GF$(3^2)$ can be constructed from GF$(3)$ is exactly the same way as $\mathbb C$ is constructed from $\mathbb R$ when complex numbers are first introduced to beginning students of mathematics. Just as the polynomial $x^2 + 1 \in \mathbb R[x]$ has no roots in $\mathbb R$, the polynomial $x^2 + 1 \in$ GF$(3)[x]$ has no roots in GF$(3)$. In both cases, one adjoins an element $i = \sqrt{-1}$ --- a root of the polynomial $x^2 + 1$ --- to the base field, and then creates new elements by the field operations of addition and multiplication applied to the adjoined element $i$. The properties of commutativity and associativity of addition and multiplication as well as the distributivity of multiplication over addition are assumed to hold in the field thus extended.
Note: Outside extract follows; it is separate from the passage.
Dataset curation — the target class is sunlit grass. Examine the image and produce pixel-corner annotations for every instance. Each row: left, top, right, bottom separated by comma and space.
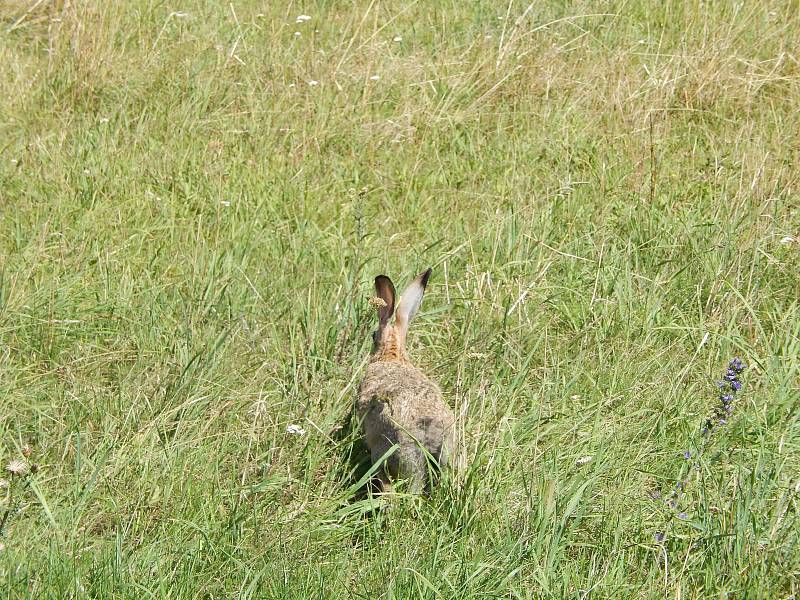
0, 0, 800, 599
In the case of $\mathbb R$, these operations lead to the creation of elements of the form $a + bi ~ a, b \in \mathbb R$ resulting in the complex field $\mathbb C$. Higher powers of $i$ are not necessary since $i^2 = -1 \in \mathbb R$ and thus any $i^n$ can be reduced to an element of the set $\{+1, -1, +i, -i\}$. Similarly, adjoining $i$ to GF$(3)$ gives the field GF$(3^2)$ whose nine elements are of the form $a + bi, ~ a, b \in \text{GF}(3)$. Note that $(3-a) + (3-b)i = -a -bi$ is the (unique) additive inverse of $a + bi$. Just as $a + bi \in \mathbb C$ has (unique) multiplicative inverse $(a - bi)/(a^2 + b^2) \in \mathbb C$, the (unique) multiplicative inverse of $a + bi \in \text{GF}(3^2)$ is $(a - bi)/(a^2 + b^2)$. Note that $a/(a^2 + b^2)$ and $-b/(a^2 + b^2) = 2b/(a^2 + b^2)$ are elements of GF$(3)$. In this formulation, each element of GF$(3^2)$ (or of $\mathbb C$) is described as a polynomial (of degree less than $2$) in the adjoined element $i$ which is a root of a polynomial of degree $2$.
It is also possible to consider the elements of $\mathbb C$ as polynomials of degree $1$ in an indeterminate $x$. The field operations in $\mathbb C$ then are polynomial addition and multiplication modulo $x^2 + 1$. Similarly, it is possible to consider the elements of GF$(3^2)$ as polynomials of degree $1$ in an indeterminate $x$ with field operations being polynomial addition and multiplication modulo $x^2 + 1$. In this latter case, remember that the coefficients of the polynomials are being added or multiplied modulo $3$. In either field, whether one computes $\begin{align*} (a + bx)(c + dx) &= ac + (bc + ad)x + bdx^2\\ &= (ac - bd) + (bc + ad)x + bd(x^2 + 1)\\ &\equiv (ac - bd) + (bc + ad)x \bmod (x^2 + 1)\\ \end{align*}$ or one computes $\begin{align*} (a + bi)(c + di) &= ac + (bc + ad)i + bdi^2\\ &= ac + (bc + ad)i - bd\\ &= (ac - bd) + (bc + ad)i \end{align*}$ is perhaps a matter of taste, but beginning students of finite fields are often confused when they see the field regarded sometimes as polynomials in an indeterminate and sometimes as polynomials in an element of the extension field.
Turning to the question of finding other irreducible polynomials, just as $a+bi$ and $a-bi$ are conjugates in $\mathbb C$, meaning that both are roots of the same monic polynomial $x^2 - 2ax + (a^2+b^2) \in \mathbb R[x]$, $a+bi$ and $a-bi$ are conjugates in GF$(3^2)$, meaning that both are roots of the same monic quadratic polynomial $x^2 - 2ax + (a^2+b^2) = x^2 + ax + (a^2+b^2) \in \text{GF}(3)[x].$ The choices $a=b=0$ and $a=\pm 1, b=0$ are elements of GF$(3)$ and the quadratic polynomials are reducible, while choices $a=0, b=\pm 1$, $a=1, b=\pm 1$, and $a=2, b=\pm 1$ give the three irreducible polynomials listed by Andrea Mori and also helps you easily identify which element of GF$(3^2)$ is a root of which polynomial.